Villa Amorini is recorded at Norsk Riksstudio by engineer Njål Paulsberg, making sure the sounds were on point while leaving the band alone to play together for hours upon hours, chiseling out the base for the album. The record brings listeners into sonic environments shaped and molded by each member's meshed unique talents.
"We feel like we have a really strong connection between us," Blomstrøm says. "That's why we can write stuff on the fly and record whole songs in one take and use all the parts from all three of us."
The dreamy pedal steel and gliding electric guitar of "Dearest" evoke the feeling of longing that comes when separated from loved ones back home. "Conversations" elevates the melodic accompaniment of breakthrough Norwegian talent Shikoswe, who provides an unforgettable guest appearance.
Through each track of Villa Amorini, Orions Belte create soundscapes that pull you in and draw out emotions in ways that only they know how.

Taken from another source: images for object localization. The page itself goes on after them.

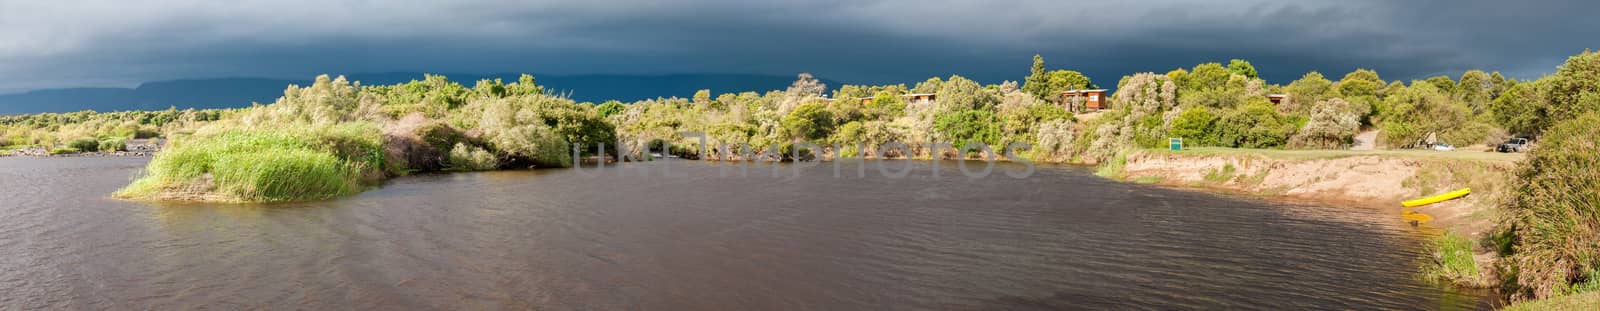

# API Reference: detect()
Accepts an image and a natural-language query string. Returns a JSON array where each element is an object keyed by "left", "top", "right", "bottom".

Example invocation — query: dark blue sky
[{"left": 1, "top": 0, "right": 1595, "bottom": 93}]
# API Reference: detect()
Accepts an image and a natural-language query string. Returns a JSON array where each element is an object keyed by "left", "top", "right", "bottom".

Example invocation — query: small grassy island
[
  {"left": 111, "top": 75, "right": 610, "bottom": 202},
  {"left": 4, "top": 51, "right": 1599, "bottom": 309}
]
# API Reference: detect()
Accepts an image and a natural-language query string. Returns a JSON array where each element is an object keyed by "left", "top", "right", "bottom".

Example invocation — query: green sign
[{"left": 1169, "top": 138, "right": 1183, "bottom": 151}]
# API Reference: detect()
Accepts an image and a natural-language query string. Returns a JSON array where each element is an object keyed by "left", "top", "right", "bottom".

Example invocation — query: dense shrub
[
  {"left": 1290, "top": 98, "right": 1361, "bottom": 149},
  {"left": 383, "top": 113, "right": 465, "bottom": 172},
  {"left": 98, "top": 138, "right": 127, "bottom": 152},
  {"left": 1213, "top": 101, "right": 1294, "bottom": 148},
  {"left": 933, "top": 109, "right": 1001, "bottom": 154},
  {"left": 1170, "top": 106, "right": 1217, "bottom": 146},
  {"left": 1080, "top": 73, "right": 1178, "bottom": 162},
  {"left": 67, "top": 138, "right": 99, "bottom": 152},
  {"left": 1380, "top": 82, "right": 1480, "bottom": 148},
  {"left": 781, "top": 102, "right": 834, "bottom": 141},
  {"left": 448, "top": 143, "right": 499, "bottom": 171},
  {"left": 1031, "top": 119, "right": 1077, "bottom": 162},
  {"left": 1540, "top": 50, "right": 1600, "bottom": 132},
  {"left": 1495, "top": 112, "right": 1600, "bottom": 301}
]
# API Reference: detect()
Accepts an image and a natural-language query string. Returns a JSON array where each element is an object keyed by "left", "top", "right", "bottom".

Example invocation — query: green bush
[
  {"left": 486, "top": 123, "right": 571, "bottom": 168},
  {"left": 934, "top": 109, "right": 1001, "bottom": 153},
  {"left": 782, "top": 102, "right": 834, "bottom": 141},
  {"left": 98, "top": 138, "right": 127, "bottom": 152},
  {"left": 1171, "top": 107, "right": 1217, "bottom": 146},
  {"left": 448, "top": 143, "right": 499, "bottom": 171},
  {"left": 1496, "top": 112, "right": 1600, "bottom": 300},
  {"left": 1212, "top": 101, "right": 1294, "bottom": 148},
  {"left": 1289, "top": 98, "right": 1360, "bottom": 149},
  {"left": 49, "top": 147, "right": 79, "bottom": 155},
  {"left": 67, "top": 138, "right": 99, "bottom": 152}
]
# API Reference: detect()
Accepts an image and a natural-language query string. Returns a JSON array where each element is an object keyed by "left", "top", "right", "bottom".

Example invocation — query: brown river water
[{"left": 1, "top": 157, "right": 1492, "bottom": 310}]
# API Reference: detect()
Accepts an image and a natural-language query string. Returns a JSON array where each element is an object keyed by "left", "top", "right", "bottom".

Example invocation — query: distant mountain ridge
[{"left": 0, "top": 73, "right": 841, "bottom": 115}]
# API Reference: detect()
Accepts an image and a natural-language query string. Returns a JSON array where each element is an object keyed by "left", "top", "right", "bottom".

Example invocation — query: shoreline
[{"left": 1099, "top": 147, "right": 1518, "bottom": 291}]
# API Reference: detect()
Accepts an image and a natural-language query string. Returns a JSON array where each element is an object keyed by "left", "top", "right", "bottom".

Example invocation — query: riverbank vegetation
[
  {"left": 1421, "top": 230, "right": 1490, "bottom": 287},
  {"left": 1494, "top": 112, "right": 1600, "bottom": 302},
  {"left": 0, "top": 109, "right": 224, "bottom": 154},
  {"left": 113, "top": 74, "right": 613, "bottom": 202}
]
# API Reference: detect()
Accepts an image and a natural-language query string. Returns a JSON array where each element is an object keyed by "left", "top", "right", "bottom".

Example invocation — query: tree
[
  {"left": 935, "top": 75, "right": 999, "bottom": 111},
  {"left": 1185, "top": 63, "right": 1232, "bottom": 92},
  {"left": 1425, "top": 75, "right": 1457, "bottom": 95},
  {"left": 1489, "top": 71, "right": 1513, "bottom": 98},
  {"left": 595, "top": 101, "right": 625, "bottom": 118},
  {"left": 1165, "top": 68, "right": 1190, "bottom": 87},
  {"left": 1283, "top": 72, "right": 1335, "bottom": 115},
  {"left": 1023, "top": 55, "right": 1050, "bottom": 99},
  {"left": 1379, "top": 82, "right": 1479, "bottom": 148},
  {"left": 1213, "top": 100, "right": 1295, "bottom": 148},
  {"left": 1227, "top": 59, "right": 1258, "bottom": 79},
  {"left": 1049, "top": 70, "right": 1095, "bottom": 90},
  {"left": 693, "top": 89, "right": 712, "bottom": 105},
  {"left": 934, "top": 109, "right": 1001, "bottom": 154},
  {"left": 865, "top": 91, "right": 906, "bottom": 118},
  {"left": 1290, "top": 98, "right": 1361, "bottom": 149},
  {"left": 1336, "top": 69, "right": 1383, "bottom": 98},
  {"left": 1170, "top": 106, "right": 1218, "bottom": 146},
  {"left": 1541, "top": 50, "right": 1600, "bottom": 131},
  {"left": 1023, "top": 55, "right": 1096, "bottom": 103},
  {"left": 912, "top": 77, "right": 944, "bottom": 94},
  {"left": 1490, "top": 80, "right": 1546, "bottom": 136},
  {"left": 781, "top": 102, "right": 834, "bottom": 141},
  {"left": 786, "top": 73, "right": 826, "bottom": 97},
  {"left": 1457, "top": 70, "right": 1493, "bottom": 115},
  {"left": 1486, "top": 50, "right": 1600, "bottom": 137}
]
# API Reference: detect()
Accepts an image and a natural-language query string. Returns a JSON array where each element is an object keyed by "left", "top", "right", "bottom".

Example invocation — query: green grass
[
  {"left": 1203, "top": 163, "right": 1237, "bottom": 183},
  {"left": 1501, "top": 291, "right": 1600, "bottom": 311},
  {"left": 1420, "top": 230, "right": 1489, "bottom": 288},
  {"left": 1151, "top": 146, "right": 1524, "bottom": 162},
  {"left": 117, "top": 123, "right": 386, "bottom": 202},
  {"left": 1094, "top": 150, "right": 1129, "bottom": 179}
]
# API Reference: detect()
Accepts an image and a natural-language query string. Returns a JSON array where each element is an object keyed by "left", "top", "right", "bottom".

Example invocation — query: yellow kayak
[{"left": 1402, "top": 188, "right": 1471, "bottom": 207}]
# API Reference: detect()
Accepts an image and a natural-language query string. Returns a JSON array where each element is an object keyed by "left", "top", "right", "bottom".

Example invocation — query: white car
[{"left": 1432, "top": 143, "right": 1456, "bottom": 151}]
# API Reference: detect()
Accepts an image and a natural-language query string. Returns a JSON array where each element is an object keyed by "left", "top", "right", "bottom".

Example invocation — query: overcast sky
[{"left": 1, "top": 0, "right": 1595, "bottom": 93}]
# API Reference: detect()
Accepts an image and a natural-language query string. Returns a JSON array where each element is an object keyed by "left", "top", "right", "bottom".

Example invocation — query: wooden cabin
[
  {"left": 1267, "top": 94, "right": 1287, "bottom": 105},
  {"left": 902, "top": 93, "right": 936, "bottom": 105},
  {"left": 1060, "top": 89, "right": 1109, "bottom": 110}
]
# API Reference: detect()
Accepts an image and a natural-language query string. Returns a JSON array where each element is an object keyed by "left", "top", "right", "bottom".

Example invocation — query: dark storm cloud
[{"left": 0, "top": 0, "right": 1595, "bottom": 92}]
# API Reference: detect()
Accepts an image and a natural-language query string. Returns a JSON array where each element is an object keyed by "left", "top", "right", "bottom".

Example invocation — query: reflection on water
[{"left": 0, "top": 157, "right": 1492, "bottom": 309}]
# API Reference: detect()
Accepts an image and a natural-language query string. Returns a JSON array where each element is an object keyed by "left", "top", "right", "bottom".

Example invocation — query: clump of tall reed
[
  {"left": 1419, "top": 230, "right": 1489, "bottom": 288},
  {"left": 1495, "top": 112, "right": 1600, "bottom": 301},
  {"left": 116, "top": 123, "right": 387, "bottom": 202}
]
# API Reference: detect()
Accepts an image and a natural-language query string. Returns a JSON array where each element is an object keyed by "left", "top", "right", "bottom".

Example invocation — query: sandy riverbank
[{"left": 1105, "top": 147, "right": 1521, "bottom": 287}]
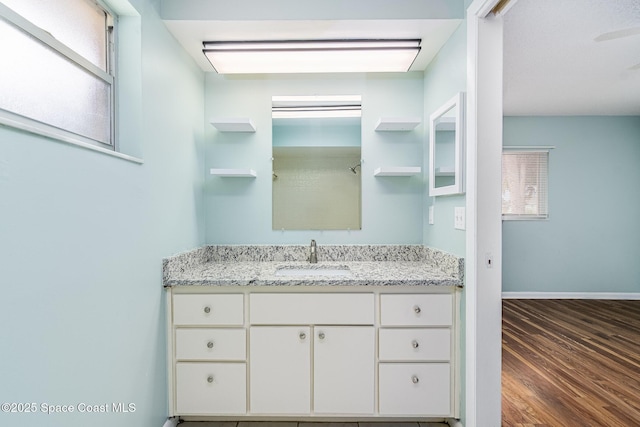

More info on Orions Belte:
There are some places and moments that tie people together forever, whether it be a place, a song or something you can't quite define through words. The origins of Orions Belte stemmed from one of those mystical moments in time, which spawned a lasting creative connection. Øyvind Blomstrøm (guitar) and Chris Holm (bass) first met while playing in a touring band for another Norwegian artist. During that time, they bonded over their love for instrumental music and began talking about trying their hand at it themselves. After their work as touring band ended, they recruited drummer Kim Åge Furuhaug, one of Holm's longtime friend and collaborators, to join their new project.
The three met in Bergen, located along the west coast of Norway, to start working on ideas and demos. Instead, within just a few days, they ended up recording their entire first album, Mint. From there, the universe propelled them forward, resulting in a record deal, their live debut as a band at Norway's biggest pop festival Øyafestivalen and the release of their debut record all happening within the following year. Mint drew international interest and praise from outlets including Atwood Magazine, who called the record "an eclectic fusion of disparate styles and exciting sounds that says what it wants to say through memorable melodies, ambient drones, and a stockpile of wicked guitar riffs."
They quickly followed up Mint with their funk-infused 2019 EP Slim, which features reimagined versions of Ghostface Killah's “Cherchez La Ghost,” Milton Nascimento's "Tudo O Que Você Podia Ser" and an original cut that pays homage to Norwegian beat group The Pussycats and the late Mac Miller.
Amidst the unexpected chaos of 2020, Orions Belte kept the music flowing. They released another EP of inspired and experimental music, once again pushing the boundaries of what "instrumental music" can be. 600m per minute takes its name from an elevator in Tokyo, Japan that can transport 40 people at time at a maximum speed of 600 meters per minute. The supercharged, slightly nervous energy that the invention often evokes is mirrored in the EP's rocking title track, while "Orbit" brings a funky, worldly feel with a rhythm that urges you to move.